Cytotoxicity was evaluated by the MTT (3-(4, 5-dimethylthiazol-2-yl)-2, 5-diphenyltetrazolium bromide) method10 using MCF-7, SW1990, HepG2, NCI-H460, SMCC-7721 and HeLa cell lines. The cell lines were grown in RPMI-1640 supplemented with 10% fetal bovine serum under a humidified atmosphere of 5% CO2 and 95% air at 37°C. A volume of 200 μl of those cell suspensions at a density of 1 × 105 cells per ml was plated in 96-well microtiter plates and incubated for 24 h at the above condition. Then 2 μl of the test compound solutions (in DMSO) at different concentrations was added to each well and further incubated for 72 h in the same condition. A volume of 20 μl of the MTT solution (5 mg ml−1 in IPMI-1640 medium) was added to each well and incubated for 4 h. A volume of 150 μl of an old medium containing MTT was then gently replaced by DMSO and pipetted to dissolve any formazan crystals formed. Absorbance was then determined on a SpectraMax Plus plate reader (Molecular Devices Inc., Sunnyvale, CA, USA) at 570 nm.

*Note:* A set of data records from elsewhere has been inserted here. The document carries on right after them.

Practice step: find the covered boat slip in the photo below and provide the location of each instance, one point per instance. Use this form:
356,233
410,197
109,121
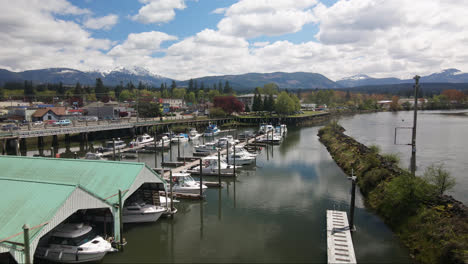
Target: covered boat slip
43,192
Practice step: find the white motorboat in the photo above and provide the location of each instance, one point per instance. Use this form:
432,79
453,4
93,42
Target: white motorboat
93,156
184,183
222,142
144,139
264,128
136,212
210,166
140,212
240,159
109,144
243,151
271,138
211,130
179,138
73,243
193,134
209,147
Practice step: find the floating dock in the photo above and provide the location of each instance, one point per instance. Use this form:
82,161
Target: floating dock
339,242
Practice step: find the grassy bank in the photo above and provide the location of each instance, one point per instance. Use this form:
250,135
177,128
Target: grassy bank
434,227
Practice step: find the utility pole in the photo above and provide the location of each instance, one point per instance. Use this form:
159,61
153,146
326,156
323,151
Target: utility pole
415,121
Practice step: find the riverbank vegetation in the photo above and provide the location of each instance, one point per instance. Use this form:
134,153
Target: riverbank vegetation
432,225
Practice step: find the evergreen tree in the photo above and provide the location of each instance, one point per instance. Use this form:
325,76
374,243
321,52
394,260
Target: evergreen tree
173,86
78,90
220,87
61,89
227,88
140,86
190,88
99,90
118,90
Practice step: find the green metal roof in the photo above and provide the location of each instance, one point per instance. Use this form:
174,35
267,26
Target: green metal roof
31,203
101,178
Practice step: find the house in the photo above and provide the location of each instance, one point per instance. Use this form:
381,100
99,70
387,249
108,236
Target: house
50,113
308,107
171,103
247,99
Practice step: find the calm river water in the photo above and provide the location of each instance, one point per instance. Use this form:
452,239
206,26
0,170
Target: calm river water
440,138
275,212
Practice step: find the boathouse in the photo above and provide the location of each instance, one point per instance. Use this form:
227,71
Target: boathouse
40,193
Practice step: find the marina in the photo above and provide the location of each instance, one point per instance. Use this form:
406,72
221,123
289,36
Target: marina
220,189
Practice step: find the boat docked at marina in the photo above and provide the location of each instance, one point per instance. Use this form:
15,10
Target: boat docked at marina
144,139
265,128
184,183
179,138
73,243
211,130
209,147
239,159
210,166
94,156
193,134
109,144
140,212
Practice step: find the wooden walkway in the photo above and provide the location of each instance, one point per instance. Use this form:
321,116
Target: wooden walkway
339,242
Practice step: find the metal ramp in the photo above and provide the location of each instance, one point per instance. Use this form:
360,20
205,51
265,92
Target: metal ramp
339,242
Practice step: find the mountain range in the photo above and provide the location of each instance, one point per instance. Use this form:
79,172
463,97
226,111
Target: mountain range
296,80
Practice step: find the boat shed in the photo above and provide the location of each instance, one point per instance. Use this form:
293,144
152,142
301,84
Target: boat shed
42,192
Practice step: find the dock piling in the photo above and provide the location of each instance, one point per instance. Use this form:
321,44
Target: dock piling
201,177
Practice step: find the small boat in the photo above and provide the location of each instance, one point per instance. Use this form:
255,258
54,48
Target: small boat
135,212
209,147
271,138
222,142
184,183
109,144
94,156
246,135
211,130
281,130
144,139
140,212
193,134
264,128
210,166
240,158
243,151
180,138
73,243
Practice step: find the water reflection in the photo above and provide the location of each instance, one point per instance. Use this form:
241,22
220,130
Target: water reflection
440,138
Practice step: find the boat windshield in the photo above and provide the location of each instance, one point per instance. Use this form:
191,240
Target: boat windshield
75,241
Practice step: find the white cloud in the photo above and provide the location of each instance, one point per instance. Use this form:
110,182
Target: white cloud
32,37
158,11
141,44
266,17
105,22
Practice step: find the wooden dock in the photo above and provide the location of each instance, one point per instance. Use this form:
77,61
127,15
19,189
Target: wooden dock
339,242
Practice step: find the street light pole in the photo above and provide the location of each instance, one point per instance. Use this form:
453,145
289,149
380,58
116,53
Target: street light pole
415,120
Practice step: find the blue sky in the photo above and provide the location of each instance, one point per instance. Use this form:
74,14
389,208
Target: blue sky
184,39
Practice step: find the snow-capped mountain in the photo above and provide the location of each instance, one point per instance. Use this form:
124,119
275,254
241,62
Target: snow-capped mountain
71,76
445,76
362,80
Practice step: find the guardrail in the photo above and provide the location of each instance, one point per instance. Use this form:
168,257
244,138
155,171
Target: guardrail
74,129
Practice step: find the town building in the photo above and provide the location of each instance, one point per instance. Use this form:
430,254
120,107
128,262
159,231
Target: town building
50,113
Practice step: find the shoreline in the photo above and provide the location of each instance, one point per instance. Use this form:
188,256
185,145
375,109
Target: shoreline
434,228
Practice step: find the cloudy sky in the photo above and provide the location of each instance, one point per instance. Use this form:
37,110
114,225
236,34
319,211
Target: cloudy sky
185,39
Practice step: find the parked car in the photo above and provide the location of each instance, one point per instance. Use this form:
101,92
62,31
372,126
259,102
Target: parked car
38,123
63,122
9,127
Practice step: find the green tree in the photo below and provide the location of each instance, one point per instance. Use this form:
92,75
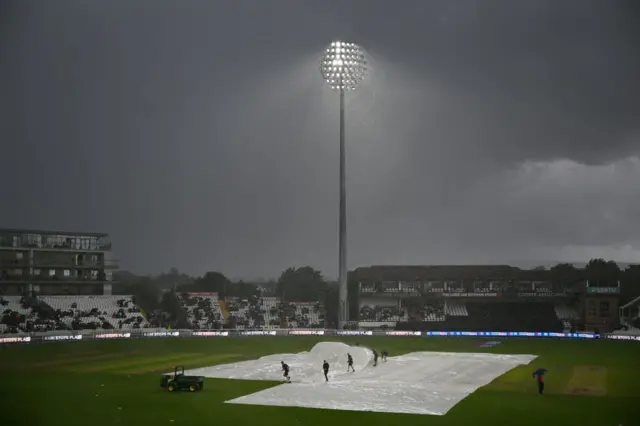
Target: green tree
600,272
211,282
564,274
630,283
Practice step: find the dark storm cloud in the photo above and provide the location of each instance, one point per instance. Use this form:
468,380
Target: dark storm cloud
200,135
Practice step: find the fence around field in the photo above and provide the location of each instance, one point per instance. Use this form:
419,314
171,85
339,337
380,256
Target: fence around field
61,336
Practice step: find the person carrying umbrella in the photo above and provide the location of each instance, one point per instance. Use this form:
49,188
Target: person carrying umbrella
539,376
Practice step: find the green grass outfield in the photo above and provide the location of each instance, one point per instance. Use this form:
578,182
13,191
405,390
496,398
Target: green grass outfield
99,383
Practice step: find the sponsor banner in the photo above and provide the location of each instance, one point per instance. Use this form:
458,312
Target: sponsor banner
210,333
489,344
512,334
402,333
540,294
64,337
623,337
603,290
26,339
258,333
306,332
470,294
113,336
354,333
161,334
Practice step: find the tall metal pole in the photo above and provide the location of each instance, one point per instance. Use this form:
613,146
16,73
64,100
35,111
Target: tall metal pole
343,313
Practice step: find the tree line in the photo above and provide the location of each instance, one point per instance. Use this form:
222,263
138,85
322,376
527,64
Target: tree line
306,284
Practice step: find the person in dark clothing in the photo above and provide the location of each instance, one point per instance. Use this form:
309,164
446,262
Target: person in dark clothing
285,369
350,363
539,376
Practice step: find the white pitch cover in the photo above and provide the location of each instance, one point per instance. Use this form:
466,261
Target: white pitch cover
415,383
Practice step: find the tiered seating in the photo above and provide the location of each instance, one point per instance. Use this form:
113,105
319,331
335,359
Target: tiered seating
303,315
378,313
455,309
203,310
13,317
95,312
429,312
566,315
246,313
271,307
513,316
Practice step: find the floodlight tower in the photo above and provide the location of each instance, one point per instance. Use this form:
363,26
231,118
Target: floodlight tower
343,67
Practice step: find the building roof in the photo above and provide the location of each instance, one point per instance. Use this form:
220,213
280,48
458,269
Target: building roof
435,272
45,232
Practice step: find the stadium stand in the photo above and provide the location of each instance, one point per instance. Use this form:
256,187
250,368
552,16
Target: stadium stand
566,315
303,315
382,313
14,315
246,313
94,312
20,314
455,309
510,316
428,312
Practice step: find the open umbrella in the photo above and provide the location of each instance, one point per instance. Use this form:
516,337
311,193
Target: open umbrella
540,372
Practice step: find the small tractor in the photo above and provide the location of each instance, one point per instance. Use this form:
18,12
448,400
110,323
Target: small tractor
178,381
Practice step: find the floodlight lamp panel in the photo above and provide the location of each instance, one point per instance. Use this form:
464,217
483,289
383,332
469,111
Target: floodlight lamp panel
343,65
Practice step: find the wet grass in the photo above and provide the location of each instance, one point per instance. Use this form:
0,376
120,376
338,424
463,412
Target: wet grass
116,383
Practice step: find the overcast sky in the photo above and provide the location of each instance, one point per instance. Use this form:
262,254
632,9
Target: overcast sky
200,135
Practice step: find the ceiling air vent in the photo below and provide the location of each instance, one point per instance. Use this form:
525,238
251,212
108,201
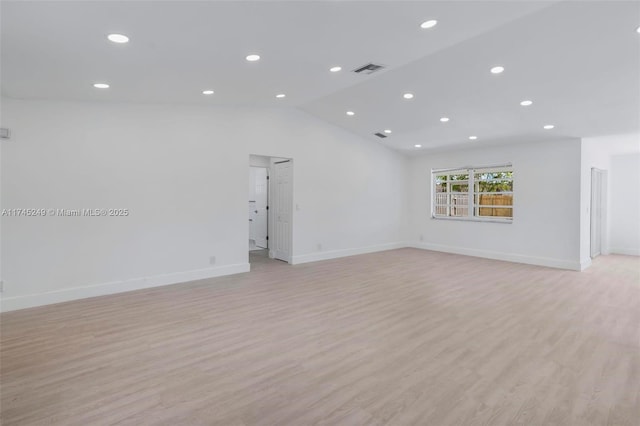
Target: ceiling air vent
368,69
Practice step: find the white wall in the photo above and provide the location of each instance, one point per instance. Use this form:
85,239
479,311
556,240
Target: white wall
598,152
545,228
182,173
625,204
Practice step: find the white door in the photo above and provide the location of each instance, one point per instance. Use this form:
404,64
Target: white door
282,209
260,207
598,205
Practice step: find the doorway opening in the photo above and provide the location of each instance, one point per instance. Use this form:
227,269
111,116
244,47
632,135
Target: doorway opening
270,209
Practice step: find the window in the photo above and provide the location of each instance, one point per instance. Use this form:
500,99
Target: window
473,193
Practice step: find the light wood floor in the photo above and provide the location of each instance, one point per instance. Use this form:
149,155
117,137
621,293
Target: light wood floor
400,337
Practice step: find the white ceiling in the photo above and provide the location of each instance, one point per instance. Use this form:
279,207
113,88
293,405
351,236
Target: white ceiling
578,61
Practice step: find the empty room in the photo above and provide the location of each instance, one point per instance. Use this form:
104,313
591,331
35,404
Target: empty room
244,213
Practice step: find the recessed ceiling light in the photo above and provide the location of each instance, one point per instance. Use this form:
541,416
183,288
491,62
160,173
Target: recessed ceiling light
118,38
429,24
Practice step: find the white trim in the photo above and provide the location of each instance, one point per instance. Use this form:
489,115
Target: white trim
333,254
509,257
74,293
629,251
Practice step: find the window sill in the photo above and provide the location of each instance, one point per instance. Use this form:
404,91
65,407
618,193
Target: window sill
474,219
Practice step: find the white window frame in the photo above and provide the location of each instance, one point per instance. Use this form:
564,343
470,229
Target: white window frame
472,208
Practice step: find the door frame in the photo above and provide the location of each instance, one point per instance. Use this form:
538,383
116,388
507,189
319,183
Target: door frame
268,194
598,213
273,213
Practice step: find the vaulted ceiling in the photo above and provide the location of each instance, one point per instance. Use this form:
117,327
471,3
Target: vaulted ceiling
578,62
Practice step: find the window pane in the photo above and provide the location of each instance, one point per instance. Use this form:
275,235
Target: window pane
459,187
490,205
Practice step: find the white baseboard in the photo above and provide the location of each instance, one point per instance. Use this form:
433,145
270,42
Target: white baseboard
627,251
32,300
509,257
333,254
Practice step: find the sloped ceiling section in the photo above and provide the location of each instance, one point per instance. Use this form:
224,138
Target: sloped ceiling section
577,61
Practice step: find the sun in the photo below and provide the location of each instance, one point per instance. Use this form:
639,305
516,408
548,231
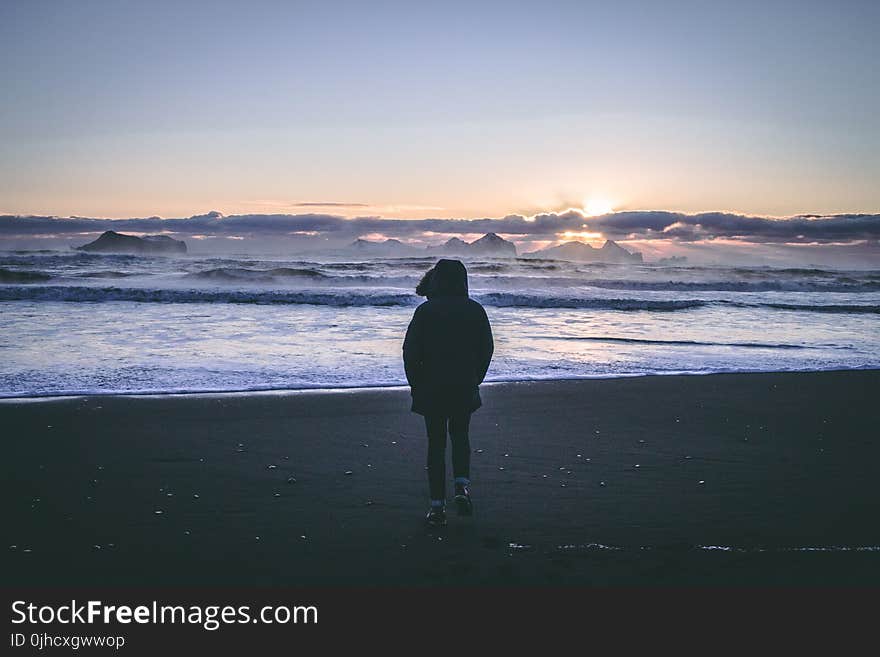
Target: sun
594,207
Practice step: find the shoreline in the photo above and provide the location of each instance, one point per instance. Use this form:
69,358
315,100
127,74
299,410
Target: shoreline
723,480
13,399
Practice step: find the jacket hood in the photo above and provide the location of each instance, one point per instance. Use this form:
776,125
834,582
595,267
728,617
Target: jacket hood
449,279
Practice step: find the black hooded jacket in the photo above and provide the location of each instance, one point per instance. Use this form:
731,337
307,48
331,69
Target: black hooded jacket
448,345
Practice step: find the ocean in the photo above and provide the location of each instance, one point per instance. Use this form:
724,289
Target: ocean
78,323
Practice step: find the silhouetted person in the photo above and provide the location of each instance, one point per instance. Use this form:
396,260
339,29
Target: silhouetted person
446,354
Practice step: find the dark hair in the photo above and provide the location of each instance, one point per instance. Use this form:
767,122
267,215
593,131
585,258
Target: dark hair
423,289
448,279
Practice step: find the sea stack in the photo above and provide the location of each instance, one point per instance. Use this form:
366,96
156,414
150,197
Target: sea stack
113,242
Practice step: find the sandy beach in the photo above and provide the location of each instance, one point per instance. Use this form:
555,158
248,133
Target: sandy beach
740,479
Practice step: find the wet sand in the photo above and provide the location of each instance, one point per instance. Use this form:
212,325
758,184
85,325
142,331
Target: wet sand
597,482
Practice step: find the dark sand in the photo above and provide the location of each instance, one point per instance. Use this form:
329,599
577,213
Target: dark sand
787,461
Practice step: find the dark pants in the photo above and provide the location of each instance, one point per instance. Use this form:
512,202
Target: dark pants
461,450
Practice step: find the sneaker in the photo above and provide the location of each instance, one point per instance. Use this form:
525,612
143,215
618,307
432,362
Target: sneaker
436,517
463,500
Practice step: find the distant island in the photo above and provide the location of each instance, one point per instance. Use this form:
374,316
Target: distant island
611,252
491,245
112,242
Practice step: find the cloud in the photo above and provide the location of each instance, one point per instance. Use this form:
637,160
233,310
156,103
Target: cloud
328,204
637,225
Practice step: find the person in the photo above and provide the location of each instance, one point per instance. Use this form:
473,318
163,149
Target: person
446,354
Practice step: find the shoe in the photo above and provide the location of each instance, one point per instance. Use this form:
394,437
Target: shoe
436,517
463,501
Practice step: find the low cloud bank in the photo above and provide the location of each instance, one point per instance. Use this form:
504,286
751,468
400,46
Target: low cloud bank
639,225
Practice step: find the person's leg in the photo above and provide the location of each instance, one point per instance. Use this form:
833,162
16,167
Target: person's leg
436,427
461,447
461,462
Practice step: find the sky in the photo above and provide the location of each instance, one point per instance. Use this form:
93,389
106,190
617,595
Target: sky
452,110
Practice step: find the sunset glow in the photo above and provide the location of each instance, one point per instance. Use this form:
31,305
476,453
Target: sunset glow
595,207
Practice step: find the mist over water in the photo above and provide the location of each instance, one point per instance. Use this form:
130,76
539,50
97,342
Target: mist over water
74,322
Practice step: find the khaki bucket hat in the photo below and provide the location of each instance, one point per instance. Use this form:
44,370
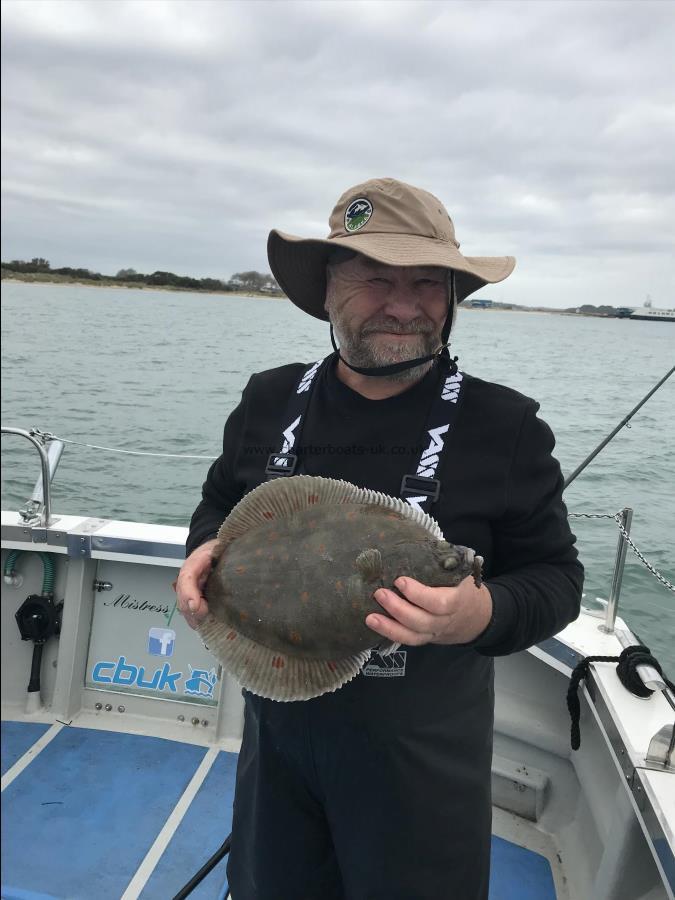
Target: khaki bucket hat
388,221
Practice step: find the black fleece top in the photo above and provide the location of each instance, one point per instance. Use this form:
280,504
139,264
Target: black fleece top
501,489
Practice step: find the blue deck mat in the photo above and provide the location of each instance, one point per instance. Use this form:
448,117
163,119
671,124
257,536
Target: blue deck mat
79,820
205,826
17,737
519,874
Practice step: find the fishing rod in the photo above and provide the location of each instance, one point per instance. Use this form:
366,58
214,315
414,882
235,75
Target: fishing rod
609,437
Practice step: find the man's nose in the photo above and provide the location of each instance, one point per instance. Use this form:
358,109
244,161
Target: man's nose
402,303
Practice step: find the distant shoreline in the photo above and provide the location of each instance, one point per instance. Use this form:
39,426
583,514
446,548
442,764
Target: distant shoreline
67,281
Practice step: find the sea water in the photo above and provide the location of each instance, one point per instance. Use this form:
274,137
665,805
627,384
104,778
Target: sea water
159,371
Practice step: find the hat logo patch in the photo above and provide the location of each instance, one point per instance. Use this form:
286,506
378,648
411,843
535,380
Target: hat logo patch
357,214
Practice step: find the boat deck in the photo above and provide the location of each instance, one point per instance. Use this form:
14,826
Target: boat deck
89,812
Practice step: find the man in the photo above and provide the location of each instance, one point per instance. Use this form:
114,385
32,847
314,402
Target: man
382,788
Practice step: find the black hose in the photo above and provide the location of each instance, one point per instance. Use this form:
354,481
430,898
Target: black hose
34,683
205,869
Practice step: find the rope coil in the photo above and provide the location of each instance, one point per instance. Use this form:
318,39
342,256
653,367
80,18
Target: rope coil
628,662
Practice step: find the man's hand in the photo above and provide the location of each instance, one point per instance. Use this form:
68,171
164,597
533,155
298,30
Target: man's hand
191,581
432,615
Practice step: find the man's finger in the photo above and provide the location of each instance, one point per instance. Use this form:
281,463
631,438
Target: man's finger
436,601
393,630
408,614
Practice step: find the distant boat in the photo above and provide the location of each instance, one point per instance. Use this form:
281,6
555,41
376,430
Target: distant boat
649,314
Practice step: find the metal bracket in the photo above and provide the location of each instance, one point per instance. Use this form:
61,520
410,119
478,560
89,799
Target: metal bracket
79,546
660,753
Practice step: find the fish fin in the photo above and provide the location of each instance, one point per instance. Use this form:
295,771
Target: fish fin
477,570
369,565
386,649
275,675
282,497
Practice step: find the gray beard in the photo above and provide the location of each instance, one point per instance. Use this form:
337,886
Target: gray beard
360,349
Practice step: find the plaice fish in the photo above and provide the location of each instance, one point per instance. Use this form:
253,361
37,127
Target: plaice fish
298,560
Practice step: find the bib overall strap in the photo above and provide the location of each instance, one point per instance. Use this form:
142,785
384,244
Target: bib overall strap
423,488
285,462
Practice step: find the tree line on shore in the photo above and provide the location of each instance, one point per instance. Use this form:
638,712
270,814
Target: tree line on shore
240,281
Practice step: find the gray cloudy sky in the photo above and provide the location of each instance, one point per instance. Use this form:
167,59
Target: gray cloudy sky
162,134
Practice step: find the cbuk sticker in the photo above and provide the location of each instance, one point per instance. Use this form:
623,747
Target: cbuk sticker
199,683
161,641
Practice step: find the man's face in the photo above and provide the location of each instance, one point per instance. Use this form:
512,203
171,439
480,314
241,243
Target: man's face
387,314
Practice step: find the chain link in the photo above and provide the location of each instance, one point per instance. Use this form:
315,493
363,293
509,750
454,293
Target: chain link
617,518
47,436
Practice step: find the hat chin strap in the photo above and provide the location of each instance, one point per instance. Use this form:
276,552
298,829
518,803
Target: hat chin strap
442,353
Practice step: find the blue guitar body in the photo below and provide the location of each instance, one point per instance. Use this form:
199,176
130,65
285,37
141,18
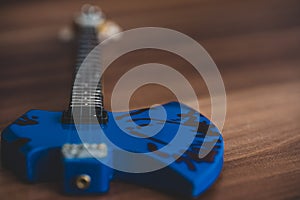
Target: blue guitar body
31,147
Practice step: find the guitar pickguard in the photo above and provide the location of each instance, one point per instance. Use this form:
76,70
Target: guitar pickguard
31,147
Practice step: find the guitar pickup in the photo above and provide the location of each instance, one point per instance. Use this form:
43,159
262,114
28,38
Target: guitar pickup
83,172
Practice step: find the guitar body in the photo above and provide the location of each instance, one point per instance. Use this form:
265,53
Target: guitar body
31,147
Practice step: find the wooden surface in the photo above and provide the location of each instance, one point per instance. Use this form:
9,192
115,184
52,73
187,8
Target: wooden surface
255,44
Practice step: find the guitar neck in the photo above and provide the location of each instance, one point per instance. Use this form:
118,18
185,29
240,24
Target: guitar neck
85,95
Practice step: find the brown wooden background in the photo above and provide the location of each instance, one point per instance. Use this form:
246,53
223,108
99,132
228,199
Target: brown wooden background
255,43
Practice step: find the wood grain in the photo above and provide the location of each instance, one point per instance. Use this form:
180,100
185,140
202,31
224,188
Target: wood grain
255,44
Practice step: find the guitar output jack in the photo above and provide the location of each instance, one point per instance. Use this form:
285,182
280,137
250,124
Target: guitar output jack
83,181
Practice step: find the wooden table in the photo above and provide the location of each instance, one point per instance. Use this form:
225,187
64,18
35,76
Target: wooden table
255,44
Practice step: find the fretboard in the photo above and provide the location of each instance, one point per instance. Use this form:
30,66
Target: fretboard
87,91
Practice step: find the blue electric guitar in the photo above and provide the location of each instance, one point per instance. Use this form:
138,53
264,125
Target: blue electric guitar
45,145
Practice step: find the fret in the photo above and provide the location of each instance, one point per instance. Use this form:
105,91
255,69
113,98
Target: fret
87,93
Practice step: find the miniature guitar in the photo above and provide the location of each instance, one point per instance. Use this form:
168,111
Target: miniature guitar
44,145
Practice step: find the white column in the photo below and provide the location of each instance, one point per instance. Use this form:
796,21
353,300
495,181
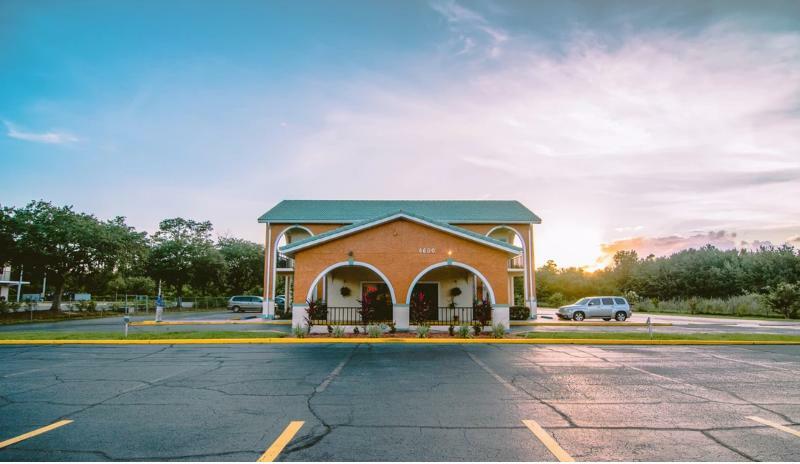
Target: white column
268,307
299,313
500,314
530,279
400,314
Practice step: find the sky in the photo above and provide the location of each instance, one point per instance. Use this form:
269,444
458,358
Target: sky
647,125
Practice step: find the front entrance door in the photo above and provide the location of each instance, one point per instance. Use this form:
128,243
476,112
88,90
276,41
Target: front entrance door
430,292
381,299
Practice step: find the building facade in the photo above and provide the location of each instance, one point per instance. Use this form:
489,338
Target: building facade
411,261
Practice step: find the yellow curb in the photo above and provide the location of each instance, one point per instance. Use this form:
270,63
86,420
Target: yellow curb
591,324
399,341
165,323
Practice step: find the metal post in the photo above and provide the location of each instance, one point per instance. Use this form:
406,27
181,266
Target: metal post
19,284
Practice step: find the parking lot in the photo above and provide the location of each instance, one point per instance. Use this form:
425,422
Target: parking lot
401,402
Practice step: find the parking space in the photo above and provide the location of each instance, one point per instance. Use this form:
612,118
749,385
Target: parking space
399,403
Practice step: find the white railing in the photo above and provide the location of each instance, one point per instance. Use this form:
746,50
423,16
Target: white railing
517,262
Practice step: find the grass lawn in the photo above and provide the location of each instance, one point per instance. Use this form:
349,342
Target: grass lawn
775,318
663,336
135,336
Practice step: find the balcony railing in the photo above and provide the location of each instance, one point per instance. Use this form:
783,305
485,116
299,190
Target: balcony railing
351,315
284,262
450,315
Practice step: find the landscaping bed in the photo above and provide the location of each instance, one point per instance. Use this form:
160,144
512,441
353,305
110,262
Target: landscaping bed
53,335
22,317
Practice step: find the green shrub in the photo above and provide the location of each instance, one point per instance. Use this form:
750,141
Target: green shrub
742,305
520,313
784,299
555,300
498,330
374,331
477,328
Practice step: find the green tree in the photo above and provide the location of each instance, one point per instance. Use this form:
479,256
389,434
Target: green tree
65,245
244,265
784,299
183,254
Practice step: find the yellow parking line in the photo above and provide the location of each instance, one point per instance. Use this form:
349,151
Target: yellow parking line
33,433
548,441
278,445
775,425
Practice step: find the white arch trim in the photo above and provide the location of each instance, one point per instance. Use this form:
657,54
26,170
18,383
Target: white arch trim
274,254
526,289
516,232
451,263
348,263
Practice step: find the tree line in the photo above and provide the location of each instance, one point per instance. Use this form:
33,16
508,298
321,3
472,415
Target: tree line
81,253
708,272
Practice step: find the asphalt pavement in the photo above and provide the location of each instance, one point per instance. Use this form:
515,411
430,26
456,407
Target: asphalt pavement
401,402
680,324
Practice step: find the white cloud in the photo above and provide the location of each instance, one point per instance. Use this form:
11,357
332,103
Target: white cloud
52,137
675,132
471,29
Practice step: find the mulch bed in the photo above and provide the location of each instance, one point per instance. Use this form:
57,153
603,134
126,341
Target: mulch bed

Assay for topoisomerase II inhibition in vitro

Compounds 13 were also screened for their ability to inhibit topoisomerase II enzymatic activity,11, 12, 13 with etoposide as positive control. The plasmid pBV220 was purified with the AxyPrep Plasmid midiPrep Kit (Axygen Biosciences, Union City, CA, USA) from ampicillin-resistant Escherichia coli. Active DNA topoisomerase II was obtained from SD (Sprague Dawley) rat liver cells. The reaction volumes were 20 μl in an assay buffer (200 mM Tris-HCl, pH 7.5, 340 mM KCl, 40 mM MgCl2, 20 M dithiothreitol, 120 μg ml−1 bovine serum albumin and 4 mM ATP) containing 1 unit of topoisomerase II (2 μl) and 5 μg plasmid pBV220 (4 μl). Samples were solubilized using DMSO and tested for inhibitory activity at the final concentrations of 0, 12.5, 25, 50, 100, 200 and 400 μg ml−1. The reaction mixtures were incubated at 37 °C for 30 min and terminated by adding 10 volume of loading buffer (5% sarkosyl, 0.0025% bromophenol blue, 25% glycerol). Reaction products were electrophoresed on a 0.7% agarose gel in Tris-acetate-EDTA running buffer containing ethidium bromide (0.5 μg ml−1) at 80 V for 30 min. For the visualizing and quantitative analyses of topoisomerase II activity, the gels were directly scanned with Quantity One software (Bio-Rad Laboratories, Hercules, CA, USA) and the area representing supercoiled DNA was calculated. Concentrations for 50% inhibition (IC50) were determined by interpolation from plots of topoisomerase II activity versus inhibitor concentration.